De uma hora para outra, aquele bebê risonho e sociável muda de comportamento; começa a estranhar pessoas que não estranhava antes, parece assustado, esconde o rostinho no colo seguro; por vezes, a rejeição é tão forte que o bebê chega a apresentar um choro sentido e expressivo. Essa alteração de comportamento costuma surgir por volta de seis a oito meses de idade e está relacionada com o desenvolvimento motor e emocional da criança. Nessa fase o bebê inicia um processo de percepção de si mesmo como uma outra pessoa e, não mais, como uma extensão de sua mãe. Assim, é natural que surja um sentimento ligado à sensação de ameaça, quando se está diante de alguém desconhecido. A mudança é motivo de comemoração, visto que este comportamento está relacionado ao amadurecimento das funções motoras, neurológicas e emocionais do bebê.
É no oitavo mês de vida que a criança passa a manifestar medo de ficar sozinha. Isso acontece porque é nesse período que ela começa a se socializar e expressar real interesse pela presença e companhia do outro. A criança chega a sonhar que está sem os pais nesta fase, e fica muito angustiada com isso. No entanto, é preciso entender que o sonho com a separação dos pais é outra manifestação de amadurecimento que se baseia no desejo de explorar o mundo.
Dos oito meses até aproximadamente um ano, além da perda dos pais manifesta durante o sono, a criança pode passar a temer perdê-los durante o dia também. A explicação vem do fato de que os pequenos acreditam que as pessoas desaparecem quando saem de seu campo de visão. Situações e lugares novos também costumam causar algum desconforto nessa fase; por isso, é importante que as novidades sejam apresentadas na presença dos pais ou do cuidador do bebê.

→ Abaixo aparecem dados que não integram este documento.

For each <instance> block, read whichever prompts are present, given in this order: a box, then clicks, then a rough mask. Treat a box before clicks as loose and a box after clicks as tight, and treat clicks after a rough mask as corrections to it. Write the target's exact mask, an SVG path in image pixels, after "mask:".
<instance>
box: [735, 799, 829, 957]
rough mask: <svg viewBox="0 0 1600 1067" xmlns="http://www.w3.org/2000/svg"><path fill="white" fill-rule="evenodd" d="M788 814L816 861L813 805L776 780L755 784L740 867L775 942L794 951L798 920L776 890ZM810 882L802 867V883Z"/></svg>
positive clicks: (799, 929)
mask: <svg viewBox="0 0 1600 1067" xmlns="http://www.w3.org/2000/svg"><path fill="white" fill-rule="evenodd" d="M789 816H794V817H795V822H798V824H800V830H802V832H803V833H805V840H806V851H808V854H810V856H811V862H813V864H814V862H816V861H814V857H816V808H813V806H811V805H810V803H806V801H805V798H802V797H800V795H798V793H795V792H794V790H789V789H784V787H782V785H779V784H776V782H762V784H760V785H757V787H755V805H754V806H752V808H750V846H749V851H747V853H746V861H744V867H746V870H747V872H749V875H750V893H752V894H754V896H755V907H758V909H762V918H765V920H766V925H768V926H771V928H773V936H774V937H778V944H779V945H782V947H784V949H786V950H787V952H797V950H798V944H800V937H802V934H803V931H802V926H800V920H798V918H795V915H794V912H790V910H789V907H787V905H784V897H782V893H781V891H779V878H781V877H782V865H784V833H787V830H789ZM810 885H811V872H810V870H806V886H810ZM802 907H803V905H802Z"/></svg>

É bem nessa deliciosa fase que vai de um a três anos, quando a criança se torna um explorador do mundo que pode surgir o medo de máscaras ou pessoas fantasiadas; esse desconforto é explicado pela falta de intimidade da criança com tudo o que é diferente ou exagerado.
Já maiorzinhos, entre três e cinco anos, é comum a manifestação do medo de monstros, fantasmas, bruxas, trovão, de se perder. Esses medos têm relação com o imaginário, pois nessa fase de desenvolvimento a criança vai experimentando e começando a perceber o que é verdade e o que é fantasia. Assim, a fonte do temor ora é fantasiosa, ora é absolutamente real.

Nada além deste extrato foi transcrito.